A combination of bevacizumab (Avastin), docetaxel, thalidomide and prednisone appears effective in the treatment of CRPC.
The immunotherapy treatment with sipuleucel-T is also effective in the treatment of CRPC with a median survival benefit of 4.1 months.
The second line hormonal therapy abiraterone (Zytiga) increased overall survival increased by 4.6 months when compared to placebo. Abiraterone acetate in combination with prednisone to treat people with late-stage (metastatic) castration-resistant prostate cancer who have received priordocetaxel (chemotherapy). Enzalutamide is another second line hormonal agent which has demonstrated a 5 month survival advantage over placebo. Both abiraterone and enzalutamide are currently being tested in clinical trials with CRPC patients who have not previously received chemotherapy.
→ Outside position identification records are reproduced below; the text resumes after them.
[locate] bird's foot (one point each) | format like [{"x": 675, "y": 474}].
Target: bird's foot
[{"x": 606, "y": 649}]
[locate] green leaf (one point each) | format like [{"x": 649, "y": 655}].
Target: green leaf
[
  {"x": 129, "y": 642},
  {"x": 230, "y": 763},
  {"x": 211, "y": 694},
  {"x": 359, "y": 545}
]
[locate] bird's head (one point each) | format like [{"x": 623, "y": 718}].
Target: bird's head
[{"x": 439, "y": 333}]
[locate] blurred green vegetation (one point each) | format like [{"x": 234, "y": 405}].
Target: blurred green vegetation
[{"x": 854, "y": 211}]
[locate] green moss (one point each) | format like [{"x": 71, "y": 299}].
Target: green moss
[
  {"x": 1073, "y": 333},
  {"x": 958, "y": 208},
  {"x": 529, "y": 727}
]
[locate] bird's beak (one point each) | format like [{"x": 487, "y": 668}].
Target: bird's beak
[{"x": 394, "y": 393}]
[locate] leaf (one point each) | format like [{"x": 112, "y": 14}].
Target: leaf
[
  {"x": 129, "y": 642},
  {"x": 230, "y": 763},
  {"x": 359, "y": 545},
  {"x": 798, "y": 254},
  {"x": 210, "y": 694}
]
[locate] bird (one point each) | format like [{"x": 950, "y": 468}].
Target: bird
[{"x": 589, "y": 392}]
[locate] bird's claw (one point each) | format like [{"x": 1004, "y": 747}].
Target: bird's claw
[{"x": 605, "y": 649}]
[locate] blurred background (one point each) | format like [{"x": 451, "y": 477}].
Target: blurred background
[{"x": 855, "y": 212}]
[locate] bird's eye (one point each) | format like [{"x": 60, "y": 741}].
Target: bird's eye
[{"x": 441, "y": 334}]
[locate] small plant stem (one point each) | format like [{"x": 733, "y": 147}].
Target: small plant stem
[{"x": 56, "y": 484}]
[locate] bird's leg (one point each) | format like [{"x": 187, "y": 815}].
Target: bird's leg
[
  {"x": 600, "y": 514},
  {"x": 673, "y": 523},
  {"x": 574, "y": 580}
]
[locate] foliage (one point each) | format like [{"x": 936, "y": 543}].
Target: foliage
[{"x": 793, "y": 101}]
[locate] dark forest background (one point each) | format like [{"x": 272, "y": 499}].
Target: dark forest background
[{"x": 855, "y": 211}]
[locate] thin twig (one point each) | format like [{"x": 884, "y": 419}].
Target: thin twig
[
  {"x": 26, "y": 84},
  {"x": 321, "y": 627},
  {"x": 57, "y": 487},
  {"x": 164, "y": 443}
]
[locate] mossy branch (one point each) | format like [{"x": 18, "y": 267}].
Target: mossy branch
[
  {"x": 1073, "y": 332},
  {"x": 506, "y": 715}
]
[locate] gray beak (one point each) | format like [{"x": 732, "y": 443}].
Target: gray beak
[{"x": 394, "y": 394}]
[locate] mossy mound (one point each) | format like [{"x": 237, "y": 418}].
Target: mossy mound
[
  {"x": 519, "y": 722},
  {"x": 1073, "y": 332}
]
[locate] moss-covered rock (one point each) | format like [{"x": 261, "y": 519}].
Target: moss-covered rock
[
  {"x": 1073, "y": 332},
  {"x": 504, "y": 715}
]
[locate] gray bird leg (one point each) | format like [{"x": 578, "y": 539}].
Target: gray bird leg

Enzalutamide was approved by the US FDA in 2012 as for the treatment of castration-resistant prostate cancer.
Only a subset of a patient respond to androgen signaling blocking drugs and certain cells with characteristics resembling stem cells remain unaffected. Therefore, the desire to improve outcome of CRPC patients has resulted into the claims of increasing doses further or combination therapy with synergistic androgen signaling blocking agents. But even these combination will not affect stem -like cells that do not exhibit androgen signaling. It is possible that for further advances, a combination of androgen signaling blocking agent with stem-like cell directed differentiation therapy drug would prove ideal.